In 2011, after barely escaping the first round, the country managed to reach the final once again. In the last round, they would face the Czech Republic, who overcame Slovakia and Belgium to reach the final for the first time as an independent nation.

The Final

Played on an indoor hard court in Moscow, two heavy hitters opened up play, as Maria Kirilenko took on the new Wimbledon champion, Petra Kvitova. The visiting player blasted through her match in straight sets to give the Czechs a 1-0 lead. The second rubber saw a turnaround as two-time Grand Slam champion Svetlana Kuznetsova eased past Lucie Safarova to level the contest.

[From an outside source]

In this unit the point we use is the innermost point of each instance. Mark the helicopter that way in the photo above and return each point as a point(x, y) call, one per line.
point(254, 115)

The first reverse singles match pitted Kuznetsova against Kvitova. Kuznetsova struck first, taking the opening set 6-4. However, she was unable to keep up the pace as her younger opponent rallied to take the next two sets and the match. Down 2-1, Russia brought in Anastasia Pavlyuchenkova to play the fourth rubber, and she was able to even things up by defeating Safarova in straight sets.

It came down to the doubles, with all four players accomplished in the discipline. In the end, though, the Czech pairing of Lucie Hradecka and Kveta Peschke were too strong for Kirilenko and Elena Vesnina, winning in straight sets to give the visiting nation the title.

Notable Numbers


Pavlyuchenkova helped Russia stave off defeat twice over the year: in this final and in the first round when she won the third rubber against France when Russia was down 2-0.


Kvitova won all six of her singles rubbers over the year, only dropping two sets along the way.


That was the year the Czech Republic won its last title, when it was still the Czech Republic. Their opponents? The Soviet Union.